Last Saturday before Holy Saturday, I finally got around to making a Lenten confession. I was hoping that my fellow parishioners were more spiritually on the ball than I was. I was hoping that they had taken advantage of the penance service a few weeks ago, or that they had attended any one of the other confession times offered every Wednesday and Saturday. I was hoping I was the only slacker. But apparently, there are at lease 14 other slackers in my parish and all of them got to church this morning before I did. All 14 were in line ahead of me...All 14.
I had been counting on dashing in, doing what needed to be done, and getting on with my long list of Saturday errands and chores, but when I walked in the door of the church, my heart sank. This was going to take a while. For a brief moment I toyed with the idea of trying slipping out and shooting for the 3:00 confession time in the next town over . But judging by the long line ahead of me, I had procrastinated long enough. I decided to stick it out. What I discovered was that the blessing of the Sacrament of Confession can begin even before stepping into the confessional. Here are some of the blessings of a long confession line…

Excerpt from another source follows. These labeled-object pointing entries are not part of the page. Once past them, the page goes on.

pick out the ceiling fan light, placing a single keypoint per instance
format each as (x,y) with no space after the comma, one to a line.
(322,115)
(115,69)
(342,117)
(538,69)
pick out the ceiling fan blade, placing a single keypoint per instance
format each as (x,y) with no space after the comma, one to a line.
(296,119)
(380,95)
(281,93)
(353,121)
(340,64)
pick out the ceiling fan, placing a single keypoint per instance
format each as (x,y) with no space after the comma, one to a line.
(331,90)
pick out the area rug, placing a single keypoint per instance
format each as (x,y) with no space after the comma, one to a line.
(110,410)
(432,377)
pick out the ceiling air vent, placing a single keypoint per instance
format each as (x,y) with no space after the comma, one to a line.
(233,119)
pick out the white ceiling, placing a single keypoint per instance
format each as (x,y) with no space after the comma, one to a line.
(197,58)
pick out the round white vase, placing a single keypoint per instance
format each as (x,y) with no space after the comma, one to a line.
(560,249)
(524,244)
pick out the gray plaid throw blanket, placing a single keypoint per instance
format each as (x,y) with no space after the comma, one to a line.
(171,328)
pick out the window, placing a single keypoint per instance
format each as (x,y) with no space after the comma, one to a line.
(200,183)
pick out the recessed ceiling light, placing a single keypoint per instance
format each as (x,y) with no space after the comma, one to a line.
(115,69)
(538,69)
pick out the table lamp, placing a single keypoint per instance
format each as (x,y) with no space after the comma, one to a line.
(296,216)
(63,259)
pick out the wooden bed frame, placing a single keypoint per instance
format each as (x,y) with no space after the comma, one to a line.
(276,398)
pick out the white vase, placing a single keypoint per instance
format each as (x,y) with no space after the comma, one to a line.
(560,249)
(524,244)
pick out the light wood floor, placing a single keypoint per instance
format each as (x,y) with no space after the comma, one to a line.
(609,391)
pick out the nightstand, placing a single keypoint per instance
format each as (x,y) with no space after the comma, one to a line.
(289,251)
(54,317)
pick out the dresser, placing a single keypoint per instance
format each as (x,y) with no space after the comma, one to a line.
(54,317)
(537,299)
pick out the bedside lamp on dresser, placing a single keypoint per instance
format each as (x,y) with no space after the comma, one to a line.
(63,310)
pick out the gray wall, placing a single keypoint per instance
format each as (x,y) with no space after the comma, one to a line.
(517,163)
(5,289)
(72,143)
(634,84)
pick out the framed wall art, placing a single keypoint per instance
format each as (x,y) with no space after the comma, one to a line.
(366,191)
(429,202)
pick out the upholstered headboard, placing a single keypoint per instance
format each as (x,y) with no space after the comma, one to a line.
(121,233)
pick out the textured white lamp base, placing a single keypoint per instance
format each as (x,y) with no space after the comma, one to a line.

- More time to pray- I felt pretty well prepared for my Confession. I had gone through an examination of conscience. I had made a mental check list. I had prayed. But in those long minutes while I waited for my turn, I had time to pray for my pastor. I asked the Holy Spirit to give him wisdom. I also prayed a prayer of surrender, of trust. I tend to think the grace of the Sacrament is dependent on my ability to make a good Confession – to remember everything and articulate myself well. And to a certain degree that is true. A good, thorough Confession is probably better than a poor and unprepared Confession. Still, in the end, all grace is a gift – a gift I must receive in faith. So, as I waited my turn, I entrusted my Confession to the Holy Spirit, knowing that He would guide me.
- Solidarity with other penitents-One of the things I love/don’t love about those Advent and Lenten penance services (like the one I didn’t attend this year) is the long lines. I get tired of standing. I get impatient for my turn. But I love the idea that we are all there for the same purpose. I love to see old people, 20-somethings, young children, families, and everyone in between waiting (and waiting and waiting) to lay our sins before God and ask forgiveness. Confession is always powerful, but there is something exceptional about so many people gathered in one place to confess their sins and to receive the grace of the Sacrament.
- A humbling sense of gratitude- When I am tempted to grumble inwardly about having to stand in a long line, I think about people who don’t have the freedom or the opportunity to go to Confession. Would Catholics living under oppressive regimes or in war-torn regions complain about a 45 minute wait time. How grateful I should be to have to wait in line for Confession!
- Time to read all those pamphlets and fliers in the back of the church- Okay, I didn’t read all of them – not even close. But I did pick up something called Father’s Love Letter. It’s beautiful. A wonderful addition to my Lenten journey.
- It’s a pre-penance- So, it sounds like my time in line was a spiritual exercise in gratitude, patience, and surrender. Ummmm, not entirely. In fact, some to these blessings only occurred to me after the fact. But if nothing else, waiting in a long line for Confession gave me something to offer up. It gave me a chance to practice patience.
I love Confession. Since my conversion in 1999, I have loved going – even though I often dread it and sometimes put if off. Standing in line today helped me realize anew what a blessing this Sacrament is. What a great gift right here at the end of Lent!